Before the advent of the PC and spreadsheet software, people generally produced tables of quantitative information using a pencil, a sheet of lined paper, a calculator and hours of tedious labour. Graphs could only be produced using a pencil (perhaps several of different colours), a straight-edged device (for example, a ruler or draftsman's triangle), a sheet of graph paper and, you guessed it, hours of labour.
"When chart-producing software hit the scene, many of us who would have never before taken the time to draw a graph suddenly became Rembrandts of the X and Y axes - or so we thought," Few says. "Like kids in a toy store, we went crazy over all the available colours and cool effects, thrilled with the new means for techno-artistic expression. Through the magic of computers, tables and graphs became easy - perhaps too easy."

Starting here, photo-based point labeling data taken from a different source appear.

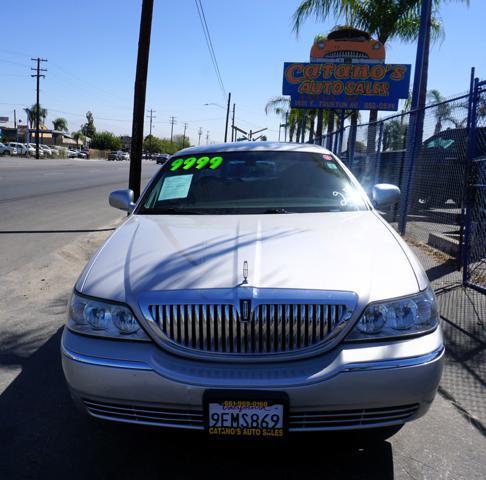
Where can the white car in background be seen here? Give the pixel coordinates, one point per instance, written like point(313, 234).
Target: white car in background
point(22, 149)
point(47, 150)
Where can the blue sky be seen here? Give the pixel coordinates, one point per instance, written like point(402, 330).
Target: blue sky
point(91, 48)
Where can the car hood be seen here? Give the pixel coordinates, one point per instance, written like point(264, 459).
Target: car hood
point(347, 251)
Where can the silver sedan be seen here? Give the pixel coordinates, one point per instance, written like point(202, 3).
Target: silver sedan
point(253, 291)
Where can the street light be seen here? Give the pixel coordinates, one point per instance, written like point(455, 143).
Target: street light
point(215, 104)
point(227, 114)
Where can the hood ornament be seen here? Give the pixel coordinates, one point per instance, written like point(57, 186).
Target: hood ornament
point(245, 272)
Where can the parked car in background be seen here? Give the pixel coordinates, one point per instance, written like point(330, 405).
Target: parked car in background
point(48, 150)
point(254, 290)
point(446, 152)
point(22, 148)
point(161, 158)
point(7, 150)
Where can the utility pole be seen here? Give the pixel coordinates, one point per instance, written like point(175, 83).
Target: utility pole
point(227, 118)
point(286, 124)
point(172, 121)
point(38, 76)
point(184, 135)
point(135, 177)
point(151, 116)
point(415, 129)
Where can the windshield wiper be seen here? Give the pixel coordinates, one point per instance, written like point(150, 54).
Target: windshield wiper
point(276, 210)
point(175, 211)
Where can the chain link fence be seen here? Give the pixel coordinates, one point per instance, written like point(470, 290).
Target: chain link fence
point(442, 216)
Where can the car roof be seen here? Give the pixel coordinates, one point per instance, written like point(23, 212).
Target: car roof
point(254, 147)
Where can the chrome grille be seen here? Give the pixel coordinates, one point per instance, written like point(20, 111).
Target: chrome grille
point(298, 421)
point(271, 328)
point(329, 420)
point(163, 417)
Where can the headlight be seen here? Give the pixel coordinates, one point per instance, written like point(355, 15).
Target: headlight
point(103, 319)
point(406, 316)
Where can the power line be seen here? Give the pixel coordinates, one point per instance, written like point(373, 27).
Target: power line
point(151, 116)
point(172, 121)
point(184, 135)
point(209, 43)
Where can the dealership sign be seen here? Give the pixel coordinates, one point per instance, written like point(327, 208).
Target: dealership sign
point(368, 86)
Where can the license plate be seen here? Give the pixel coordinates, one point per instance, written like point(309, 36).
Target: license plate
point(246, 415)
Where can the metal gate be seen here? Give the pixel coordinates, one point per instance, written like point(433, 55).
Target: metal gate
point(475, 225)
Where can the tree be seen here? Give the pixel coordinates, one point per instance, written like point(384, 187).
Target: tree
point(281, 106)
point(181, 141)
point(88, 129)
point(384, 19)
point(105, 141)
point(60, 124)
point(78, 136)
point(32, 114)
point(153, 144)
point(394, 135)
point(442, 112)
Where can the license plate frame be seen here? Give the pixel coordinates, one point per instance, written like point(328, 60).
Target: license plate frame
point(279, 401)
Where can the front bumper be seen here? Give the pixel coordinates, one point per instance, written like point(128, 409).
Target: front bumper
point(354, 386)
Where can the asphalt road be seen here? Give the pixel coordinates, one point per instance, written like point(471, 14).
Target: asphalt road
point(52, 216)
point(45, 204)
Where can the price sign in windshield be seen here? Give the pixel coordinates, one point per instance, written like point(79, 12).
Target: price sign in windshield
point(195, 163)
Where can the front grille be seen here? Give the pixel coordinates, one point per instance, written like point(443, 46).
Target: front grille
point(329, 420)
point(270, 328)
point(162, 417)
point(298, 421)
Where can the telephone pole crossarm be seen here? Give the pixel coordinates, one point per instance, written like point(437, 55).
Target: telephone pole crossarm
point(38, 75)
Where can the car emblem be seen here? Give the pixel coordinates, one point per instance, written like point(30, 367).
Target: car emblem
point(245, 272)
point(245, 308)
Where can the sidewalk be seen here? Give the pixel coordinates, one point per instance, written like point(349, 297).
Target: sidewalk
point(463, 313)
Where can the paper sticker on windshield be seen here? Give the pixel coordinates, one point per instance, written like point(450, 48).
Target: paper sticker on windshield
point(196, 163)
point(175, 187)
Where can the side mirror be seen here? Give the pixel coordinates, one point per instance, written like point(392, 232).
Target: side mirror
point(122, 199)
point(385, 194)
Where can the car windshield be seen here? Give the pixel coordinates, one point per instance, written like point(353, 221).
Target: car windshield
point(440, 142)
point(251, 182)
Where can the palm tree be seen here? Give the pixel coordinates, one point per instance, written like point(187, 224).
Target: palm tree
point(78, 136)
point(30, 116)
point(384, 19)
point(32, 112)
point(60, 124)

Today, everyone can produce reports of quantitative business information in the form of tables and graphs, which acquire an air of authenticity and quality they do not always deserve, simply because they were produced by a computer. Worse, in our excitement to produce what we could only make before with great effort, many of us - and that includes almost every major vendor in Few's book - have lost sight of the real purpose of quantitative displays: to provide the reader with important, meaningful and useful insight.
"The reason for this sad state of affairs is simple - very few of us have ever been trained to design tables and graphs effectively. Some of us have struggled to do this work well but simply haven't found useful resources to assist us. Others of us haven't struggled at all, simply because we haven't seen enough examples of good design to recognize the inadequacy of our own efforts."
Business schools do not teach this, says Few, who is one of just two authorities (the other being data visualization expert Howard Spielman) in the business intelligence area that focuses specifically on data visualization. "I teach a course at UC Berkeley in the MBA program and as far as I know I may teach the only MBA-level course in how to communicate graphically."
Because visual presentation is not the core of their product, most vendors do not even have the need for more effective tables and graphs on their radar screen. When they consider their next release a vendor that already provides numerous poorly designed charts and tables is likely to wonder what other new kinds of graphical presentations they can throw into the product, without ever once considering how to make their software more effective.
"To communicate quantitative information effectively first requires an understanding of the numbers, then the ability to display their message for accurate and efficient interpretation by the reader," Few says.
"Quantitative information - the numbers - takes us out of the realm of assumption, feeling, guesswork, gut instinct, intuition and bias, into the realm of reliable fact based on measurable evidence. Too many business decisions are based on perceptions that are fallible. You may wake up in the morning, step outside, feel the sunshine on your skin, and know deep down in your bones that it's warmer today than it was yesterday, only to glance at the thermometer and discover that it is in fact five degrees cooler . . . Your gut may tell you that business is now better than ever, but a careful check of the numbers reveals that your market share has actually decreased during the course of the past 12 months," Few writes.